That format is useful if you want to search a long interview for a certain phrase. And cleaning it up—adding punctuation, capitals, and sentence breaks—is probably faster and easier than having to create the transcript yourself. But it’s still not quite there.
And if you use this feature to transcribe an interview, only the primary person’s voice gets accurately transcribed. The software can learn only one voice per recording. So the interviewer’s voice will get some goofy transcriptions. Forget it for group discussions.
A few bugs
I had a bunch of problems getting going with Dictate 4.0. I spent the first day dismissing a lot of goofy, and incorrect, error messages (“You have two copies running,” for example).
Then I had trouble installing the web browser plug-in. And even once I did that, I had to answer a permission request every time I visited any website for the first time.
I finally contacted Nuance, which told me that there’s an undocumented way to turn that off. Email me if you need the instructions.
There are also all these annoying little limitations. For example, when you dictate into Microsoft Word, all the apostrophes and quotation marks appear as the ugly straight kind instead of curly, as they should be.
And in a web browser, incredibly, you can’t highlight the address bar by voice, to dictate or type a new web address. You have to use the mouse or the keyboard for that.

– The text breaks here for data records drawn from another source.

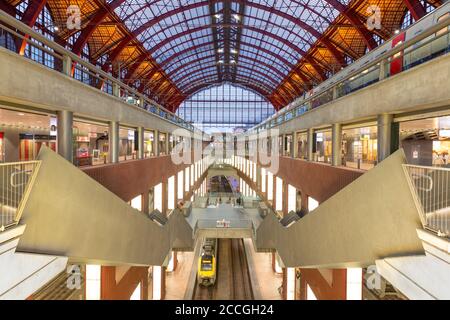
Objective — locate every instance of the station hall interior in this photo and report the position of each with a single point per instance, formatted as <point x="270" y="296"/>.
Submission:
<point x="225" y="150"/>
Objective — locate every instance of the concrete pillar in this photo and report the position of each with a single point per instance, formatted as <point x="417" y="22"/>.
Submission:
<point x="384" y="136"/>
<point x="295" y="145"/>
<point x="167" y="144"/>
<point x="114" y="142"/>
<point x="336" y="159"/>
<point x="383" y="69"/>
<point x="67" y="66"/>
<point x="310" y="144"/>
<point x="116" y="89"/>
<point x="65" y="134"/>
<point x="156" y="139"/>
<point x="141" y="143"/>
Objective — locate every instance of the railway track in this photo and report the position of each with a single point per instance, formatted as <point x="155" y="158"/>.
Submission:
<point x="233" y="279"/>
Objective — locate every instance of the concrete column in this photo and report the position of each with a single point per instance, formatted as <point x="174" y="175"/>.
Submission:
<point x="156" y="139"/>
<point x="295" y="145"/>
<point x="310" y="144"/>
<point x="67" y="66"/>
<point x="116" y="90"/>
<point x="383" y="69"/>
<point x="165" y="196"/>
<point x="141" y="143"/>
<point x="167" y="143"/>
<point x="336" y="159"/>
<point x="65" y="134"/>
<point x="114" y="142"/>
<point x="384" y="136"/>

Make no mistake: Dragon Dictate 4.0 for the Mac ($180, with headset) is infinitely better than the speech recognition you get on your phone. It’s also much better than the built-in speech recognition software on the Mac or Windows (which offers no Full Text Control at all, no formatting commands like “Bold that,” no computer commands like “Open Photoshop,” and no way to create voice macros). If you can’t type, or don’t like to type, on your Mac, then Dragon Dictate is a great option.
But at the same time, there are all those bugs. Basically, Dragon Dictate 4.0 for the Mac gives you a Ferrari engine—but the chassis has a few loose bolts.